Now even better, every person with a German ID card in principle has a public-private key pair which is generated by the government. This might not be the ideal setting for private communication, but it certainly seems like a great way for signatures of official documents and contracts. The other party would know that it is my signature because the government checked this when I got my ID.

But the reality is that such a signature is either not legally accepted or the companies have no clue about cryptographic signatures. Instead I saw various backwards approaches to digitally signing contracts. The most amazing one comes from a company named InSign. They offer a service to sign PDF documents in a legally binding way. The process works as follows:

  • The company or agent prepares the contract for you.
  • You are send an email with the URL to the signing process.
  • You also receive a second email with the password to the signing process.
  • You open the URL in a browser and read through the document.
  • You click on the signature field of the form and are displayed a code. This is entered on your smartphone into the InSign app.
  • On the smartphone, you write your signature with your finger on the screen. If you have one of the rare smartphones with a stylus, your signature will actually be legible.
  • The process is finished and the document is send back to the agent.

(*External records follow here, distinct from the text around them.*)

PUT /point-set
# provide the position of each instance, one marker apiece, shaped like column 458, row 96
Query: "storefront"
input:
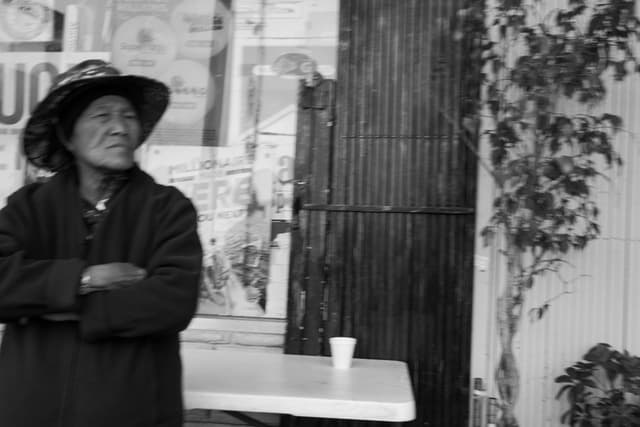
column 227, row 139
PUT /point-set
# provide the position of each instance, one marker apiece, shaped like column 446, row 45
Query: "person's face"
column 106, row 135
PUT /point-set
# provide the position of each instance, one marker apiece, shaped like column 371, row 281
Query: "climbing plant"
column 532, row 64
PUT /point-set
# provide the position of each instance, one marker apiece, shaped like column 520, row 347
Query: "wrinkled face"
column 106, row 135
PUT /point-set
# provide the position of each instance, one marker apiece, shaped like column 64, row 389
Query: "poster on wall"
column 185, row 44
column 233, row 194
column 26, row 21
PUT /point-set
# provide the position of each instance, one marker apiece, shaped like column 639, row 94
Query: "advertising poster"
column 185, row 44
column 232, row 193
column 26, row 21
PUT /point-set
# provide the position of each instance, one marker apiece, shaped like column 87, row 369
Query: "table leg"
column 247, row 419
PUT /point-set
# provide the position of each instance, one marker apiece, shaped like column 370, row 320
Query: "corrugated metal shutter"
column 383, row 234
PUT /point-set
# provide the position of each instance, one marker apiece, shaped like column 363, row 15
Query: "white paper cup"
column 342, row 351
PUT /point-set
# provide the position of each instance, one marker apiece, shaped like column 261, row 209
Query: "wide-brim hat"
column 42, row 137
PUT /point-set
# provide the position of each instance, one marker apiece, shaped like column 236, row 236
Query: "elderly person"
column 99, row 266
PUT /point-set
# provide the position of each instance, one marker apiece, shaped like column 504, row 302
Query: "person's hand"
column 104, row 277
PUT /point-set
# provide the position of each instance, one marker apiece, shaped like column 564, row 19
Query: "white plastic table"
column 305, row 386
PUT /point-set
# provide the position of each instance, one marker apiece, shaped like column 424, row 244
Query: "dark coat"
column 119, row 364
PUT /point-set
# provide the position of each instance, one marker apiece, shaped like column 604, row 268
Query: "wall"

This appears so backwards to have a handwritten signature on a computer screen, it is just an image file associated with that field. But unlike a signature on paper, it is really easy to just copy this signature into a different document. Also if you already have this much code written, a simple RSA signature would be much easier to implement.

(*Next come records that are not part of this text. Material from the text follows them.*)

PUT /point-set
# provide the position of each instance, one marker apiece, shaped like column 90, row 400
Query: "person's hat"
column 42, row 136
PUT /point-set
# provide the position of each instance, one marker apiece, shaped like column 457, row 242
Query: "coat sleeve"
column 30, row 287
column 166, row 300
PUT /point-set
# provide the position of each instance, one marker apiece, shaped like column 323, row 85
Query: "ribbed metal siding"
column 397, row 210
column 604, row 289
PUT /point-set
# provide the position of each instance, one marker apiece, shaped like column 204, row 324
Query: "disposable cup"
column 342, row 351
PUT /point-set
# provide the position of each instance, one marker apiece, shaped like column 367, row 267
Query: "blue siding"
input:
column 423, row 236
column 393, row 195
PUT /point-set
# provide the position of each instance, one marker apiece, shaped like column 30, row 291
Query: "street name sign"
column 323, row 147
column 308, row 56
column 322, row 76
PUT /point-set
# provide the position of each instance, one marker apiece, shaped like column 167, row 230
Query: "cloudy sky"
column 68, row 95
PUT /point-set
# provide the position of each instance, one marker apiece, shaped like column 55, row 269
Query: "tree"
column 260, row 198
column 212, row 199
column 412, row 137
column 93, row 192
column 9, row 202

Then there is this thing with the two emails. With credit cards and PIN codes it makes sense to have two letters. The PIN is mailed first and the card a few days later. An attacker would have to go through your mail on several days. Also once they find the envelope which contains the hard card, they will already have missed the PIN code. But sending two emails to the same account gives no additional security, it is security theater.

But apparently this is exactly what you need in order to have a legally binding digital signature. I use this process because it is no worse than the paper signature but saves me time and cost.

Why don’t we have a system where you just sign the PDF file with your national ID card and be done with it?